Comment by otterley

3 days ago

It’s an important architectural requirement for a production service to be able to scale out their log ingestion capabilities to meet demand.

Besides, a little local on-disk buffering goes a long way, and is cheap to boot. It’s an antipattern to flush logs directly over the network.

And everything logging from the API to the network to the ingestion pipeline needs to be best effort - configure a capacity and ruthlessly drop msgs as needed, at all stages. Actually a nice case for UDP :)

  • It depends. Some cases like auditing require full fidelity.
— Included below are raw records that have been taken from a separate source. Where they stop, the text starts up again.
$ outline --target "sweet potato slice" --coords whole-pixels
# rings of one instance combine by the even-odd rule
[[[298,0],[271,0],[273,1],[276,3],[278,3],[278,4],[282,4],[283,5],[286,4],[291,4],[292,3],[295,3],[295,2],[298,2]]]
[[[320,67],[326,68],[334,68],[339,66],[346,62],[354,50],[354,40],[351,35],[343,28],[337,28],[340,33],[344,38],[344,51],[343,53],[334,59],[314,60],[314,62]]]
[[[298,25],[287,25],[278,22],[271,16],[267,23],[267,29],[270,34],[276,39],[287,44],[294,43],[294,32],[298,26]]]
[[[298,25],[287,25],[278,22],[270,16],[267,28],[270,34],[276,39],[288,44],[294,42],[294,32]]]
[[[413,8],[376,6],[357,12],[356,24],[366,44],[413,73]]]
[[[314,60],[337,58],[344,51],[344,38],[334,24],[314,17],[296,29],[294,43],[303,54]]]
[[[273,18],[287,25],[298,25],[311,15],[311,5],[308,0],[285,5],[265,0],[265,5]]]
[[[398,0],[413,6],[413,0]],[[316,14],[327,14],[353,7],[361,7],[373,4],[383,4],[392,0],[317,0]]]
Others don’t.

    Plus, if you’re offering a logging service to a customer, the customer’s expectation is that once successfully ingested, your service doesn’t drop logs. If you’re violating that expectation, this needs to be clearly communicated to and assented by the customer.

    • 1. those ingested logs are not logs for you, they are customer payload which are business criticial; 2. I've yet to see a Logging as a Service provider not have outages where data was lost or severely delayed. Also, the alternative to best effort/shed excessive load isn't 100% availability, it's catastrophic failure when capacity is reached.
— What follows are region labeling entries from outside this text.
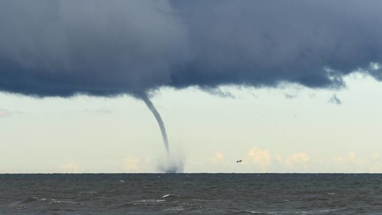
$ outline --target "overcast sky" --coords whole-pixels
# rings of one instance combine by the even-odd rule
[[[380,172],[381,7],[0,1],[0,172]]]

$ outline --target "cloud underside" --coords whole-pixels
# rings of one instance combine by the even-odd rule
[[[163,86],[338,88],[382,80],[382,2],[0,2],[0,91],[132,95]],[[344,9],[344,7],[346,9]]]

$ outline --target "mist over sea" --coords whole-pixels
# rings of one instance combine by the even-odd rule
[[[380,174],[0,174],[0,214],[382,214]]]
      Auditing has the requirement to be mostly not lost, but most importantly not being able to be deleted by people on the host. And for the capacity side, again the design question is "what happens when incoming events exceed our current capacity - all the collectors/relays balloon their memory and become much much slower, effectively unresponsive, or immediately close the incoming sockets, lower downstream timeouts, and so on." Hopefully, the audit traffic is consistent enough that you don't get spikes and can over-capacitize with confidence.